Imperative programming

On the importance of imperative programming in psychology

Today, scientific data are usually available in digital form. To evaluate these digital data, they are analyzed with the help of a computer. For this purpose, one writes special computer programs that are tailored precisely to the research question at hand. Such programs are called data analysis scripts.

Computer-assisted data analysis follows a typical structure. First, a digital data set is imported and cleaned in order to correct erroneous or incomplete data and prepare them for analysis. Descriptive statistics are then usually computed and visualized in order to obtain an initial overview of the data. This is often followed by a step of probabilistic modeling and inference, in which models based on probability theory are used to test hypotheses or make predictions. Finally, the results are documented and presented clearly, again with the help of the computer.

The central element of computer-assisted data analysis is the data analysis script, a text file that documents all steps from the raw data to the final data visualization and thus makes data analysis processes transparent and reproducible. A data analysis script enables third parties to reproduce scientific results, which is a cornerstone of good scientific practice. Data analysis scripts are therefore indispensable tools of everyday scientific work and essential components of scientific publications. In the following sections, starting from a discussion of some basic concepts from computer science and structure-forming elements of imperative programming, we will become familiar with the development of data analysis scripts in the programming environment R.

Various digital tools are used to analyze psychological data. Particularly common are freely available programming languages and platforms such as R, which is widely used in data science, statistics, and psychology, and Python, with its broad range of applications in data science, machine learning, and artificial intelligence.
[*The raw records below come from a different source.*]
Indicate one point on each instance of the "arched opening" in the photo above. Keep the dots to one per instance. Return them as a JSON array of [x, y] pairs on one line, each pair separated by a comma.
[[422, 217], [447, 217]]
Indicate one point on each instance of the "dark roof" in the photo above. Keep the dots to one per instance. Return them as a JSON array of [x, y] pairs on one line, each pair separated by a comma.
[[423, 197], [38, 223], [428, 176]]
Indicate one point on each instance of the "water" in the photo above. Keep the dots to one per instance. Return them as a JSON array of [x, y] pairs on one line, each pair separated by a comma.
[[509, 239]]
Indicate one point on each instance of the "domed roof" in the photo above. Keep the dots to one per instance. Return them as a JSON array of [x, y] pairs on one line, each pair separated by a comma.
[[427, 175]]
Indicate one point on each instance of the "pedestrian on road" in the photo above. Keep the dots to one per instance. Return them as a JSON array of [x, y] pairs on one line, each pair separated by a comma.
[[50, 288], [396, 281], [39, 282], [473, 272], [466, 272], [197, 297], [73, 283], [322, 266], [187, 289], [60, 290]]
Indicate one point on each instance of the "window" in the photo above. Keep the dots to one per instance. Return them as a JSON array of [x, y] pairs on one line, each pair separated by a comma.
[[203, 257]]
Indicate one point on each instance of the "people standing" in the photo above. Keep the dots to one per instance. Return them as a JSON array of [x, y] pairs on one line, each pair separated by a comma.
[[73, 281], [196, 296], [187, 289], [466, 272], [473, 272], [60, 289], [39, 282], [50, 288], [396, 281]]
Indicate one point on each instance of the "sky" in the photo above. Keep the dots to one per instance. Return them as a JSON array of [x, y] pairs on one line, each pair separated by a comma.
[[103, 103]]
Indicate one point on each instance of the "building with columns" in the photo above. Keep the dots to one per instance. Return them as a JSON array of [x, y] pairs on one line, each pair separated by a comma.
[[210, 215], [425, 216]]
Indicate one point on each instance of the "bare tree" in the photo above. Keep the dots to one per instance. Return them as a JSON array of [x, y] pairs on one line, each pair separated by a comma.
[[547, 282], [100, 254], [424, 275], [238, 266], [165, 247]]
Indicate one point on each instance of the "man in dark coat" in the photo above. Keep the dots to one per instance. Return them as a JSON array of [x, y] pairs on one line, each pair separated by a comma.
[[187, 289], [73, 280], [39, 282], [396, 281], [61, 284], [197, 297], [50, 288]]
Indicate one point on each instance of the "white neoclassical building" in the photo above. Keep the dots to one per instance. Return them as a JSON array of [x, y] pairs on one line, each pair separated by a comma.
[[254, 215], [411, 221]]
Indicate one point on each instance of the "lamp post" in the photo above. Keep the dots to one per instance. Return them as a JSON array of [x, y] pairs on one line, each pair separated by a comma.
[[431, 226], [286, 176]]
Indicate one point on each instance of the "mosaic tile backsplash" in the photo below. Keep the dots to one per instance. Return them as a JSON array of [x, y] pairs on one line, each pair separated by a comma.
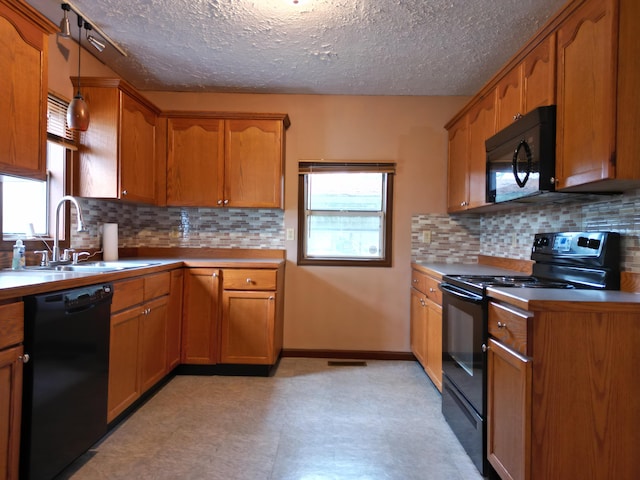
[[509, 233], [148, 226]]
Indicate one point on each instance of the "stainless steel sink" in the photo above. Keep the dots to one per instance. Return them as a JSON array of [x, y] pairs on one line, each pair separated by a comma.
[[88, 267], [98, 267]]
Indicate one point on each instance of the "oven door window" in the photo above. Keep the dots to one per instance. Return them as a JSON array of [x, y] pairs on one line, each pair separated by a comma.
[[462, 356]]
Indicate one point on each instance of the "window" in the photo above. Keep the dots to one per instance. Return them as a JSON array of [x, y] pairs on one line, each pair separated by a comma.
[[344, 214], [27, 202]]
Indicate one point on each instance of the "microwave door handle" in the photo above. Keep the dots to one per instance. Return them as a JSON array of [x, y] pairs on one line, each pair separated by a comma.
[[461, 294], [514, 163]]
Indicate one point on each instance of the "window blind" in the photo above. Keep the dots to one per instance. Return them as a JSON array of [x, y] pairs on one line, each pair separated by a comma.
[[57, 130]]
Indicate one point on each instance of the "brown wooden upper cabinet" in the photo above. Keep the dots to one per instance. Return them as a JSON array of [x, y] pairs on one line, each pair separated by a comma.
[[118, 153], [217, 161], [467, 156], [529, 85], [598, 98], [23, 76], [584, 60]]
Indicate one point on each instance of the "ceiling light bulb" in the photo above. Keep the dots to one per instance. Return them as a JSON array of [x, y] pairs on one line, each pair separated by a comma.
[[65, 27], [97, 44]]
The free programming language Julia, which is in fact optimized for data analysis, still occupies more of a niche and currently has not yet found wide adoption, especially in industrial applications. Free programming languages have the advantage that they are often further developed by a broad community of users and can in this way develop a versatile infrastructure.

In addition, commercial programming environments whose source code cannot be inspected continue to be used in psychology. In neuroimaging and engineering applications, for example, the commercial programming environment MATLAB remains popular even today. Some programs that now seem rather old-fashioned also continue to be used, including SPSS, which was very widespread in the social sciences and psychology around the turn of the millennium, JMP, with areas of application in biology and psychology, and STATA, which was popular in medicine and economics, among other fields.
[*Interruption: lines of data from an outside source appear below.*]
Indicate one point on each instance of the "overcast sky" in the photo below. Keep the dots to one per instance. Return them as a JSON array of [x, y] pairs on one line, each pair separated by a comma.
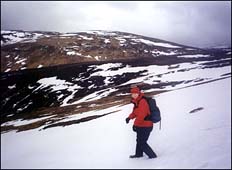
[[199, 24]]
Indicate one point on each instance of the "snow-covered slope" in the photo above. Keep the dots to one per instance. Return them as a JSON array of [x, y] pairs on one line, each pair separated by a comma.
[[196, 133]]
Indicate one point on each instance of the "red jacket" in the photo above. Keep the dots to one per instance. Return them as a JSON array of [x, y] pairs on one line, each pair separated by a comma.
[[140, 111]]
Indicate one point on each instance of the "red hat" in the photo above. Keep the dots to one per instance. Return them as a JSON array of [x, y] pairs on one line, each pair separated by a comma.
[[135, 90]]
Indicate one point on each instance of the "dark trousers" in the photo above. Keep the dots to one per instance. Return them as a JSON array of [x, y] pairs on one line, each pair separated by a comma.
[[143, 134]]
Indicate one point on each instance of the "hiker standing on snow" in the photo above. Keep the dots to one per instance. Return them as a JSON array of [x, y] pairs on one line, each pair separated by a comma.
[[142, 127]]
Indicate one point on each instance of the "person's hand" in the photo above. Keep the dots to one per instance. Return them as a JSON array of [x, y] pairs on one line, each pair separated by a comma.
[[127, 120], [134, 128]]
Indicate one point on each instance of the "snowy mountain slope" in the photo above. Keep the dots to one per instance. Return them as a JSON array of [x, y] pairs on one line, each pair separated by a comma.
[[78, 88], [21, 50], [188, 139]]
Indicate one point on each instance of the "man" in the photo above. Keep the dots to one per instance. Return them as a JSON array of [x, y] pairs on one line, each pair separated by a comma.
[[141, 127]]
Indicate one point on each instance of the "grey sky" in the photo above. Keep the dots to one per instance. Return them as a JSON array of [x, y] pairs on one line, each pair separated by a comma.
[[196, 23]]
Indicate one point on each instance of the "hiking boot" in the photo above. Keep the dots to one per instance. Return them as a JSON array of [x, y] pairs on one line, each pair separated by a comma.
[[153, 157], [136, 156]]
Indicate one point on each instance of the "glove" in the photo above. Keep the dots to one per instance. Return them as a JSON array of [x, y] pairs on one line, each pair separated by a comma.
[[127, 120], [134, 128]]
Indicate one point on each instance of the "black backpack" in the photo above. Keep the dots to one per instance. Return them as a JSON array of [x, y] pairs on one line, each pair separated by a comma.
[[154, 109]]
The popularity of digital tools is subject to constant change. One way to measure the current popularity of different programming languages and environments is to quantify Google searches for programming language tutorials. An overview of current trends is provided by the PYPL Index, which is based on the analysis of such search queries.
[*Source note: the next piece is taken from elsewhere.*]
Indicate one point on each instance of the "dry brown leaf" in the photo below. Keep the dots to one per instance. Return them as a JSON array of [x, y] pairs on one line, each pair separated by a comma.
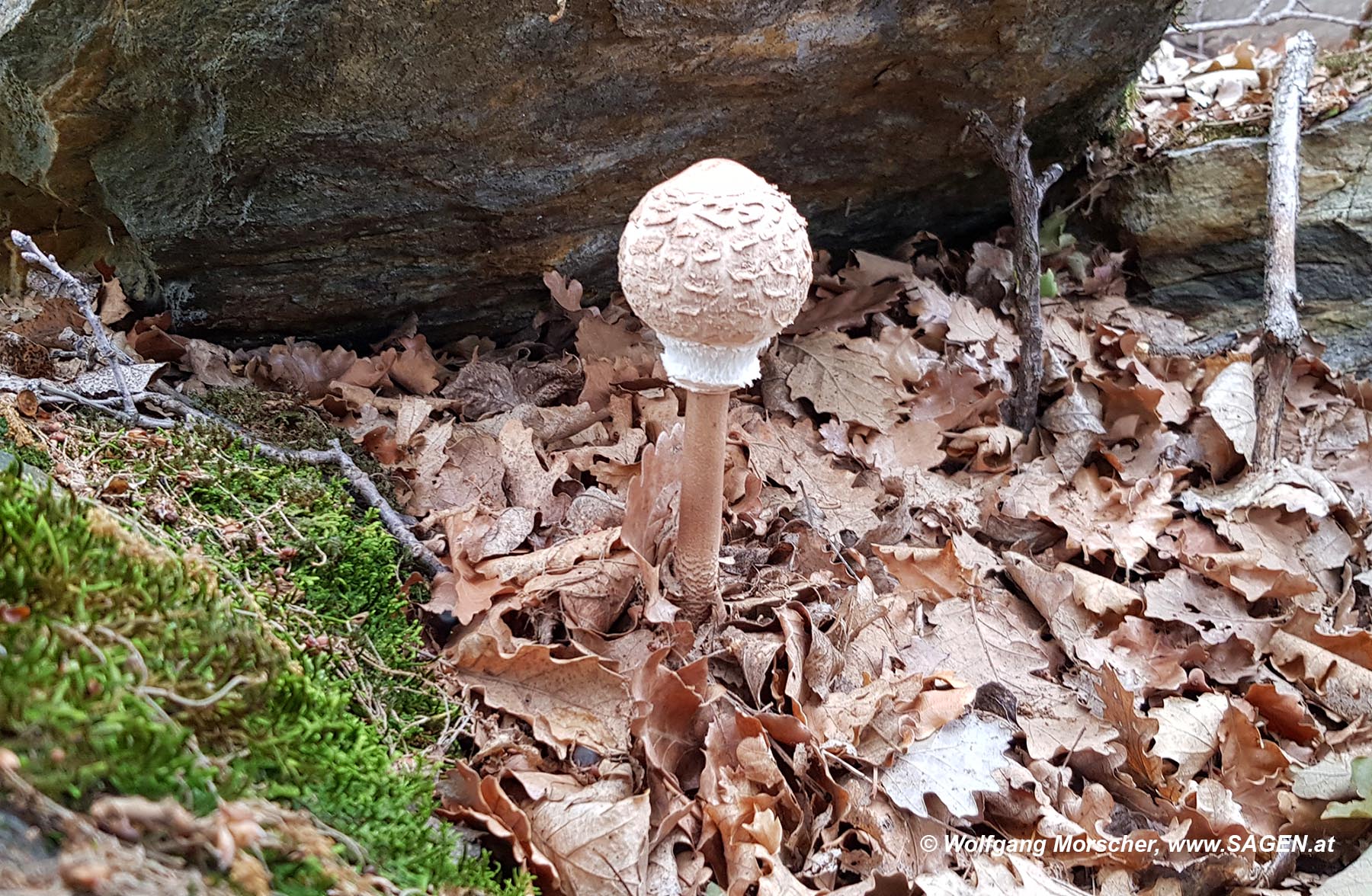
[[1216, 613], [790, 455], [560, 558], [933, 574], [596, 834], [955, 763], [114, 305], [1252, 770], [841, 376], [1102, 517], [1229, 398], [415, 368], [1188, 731], [998, 640], [1135, 730], [1283, 711], [527, 481], [463, 593], [566, 702]]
In summary, digitalization has a lasting impact on science in particular. Effective research data management poses an acute challenge that researchers must face. Programming is increasingly becoming a central craft of scientific work, and basic knowledge of computer science has become indispensable in the modern working world. This applies not least to psychotherapists, for example in the context of online interventions, digitally supported treatment services, or psychotherapy research.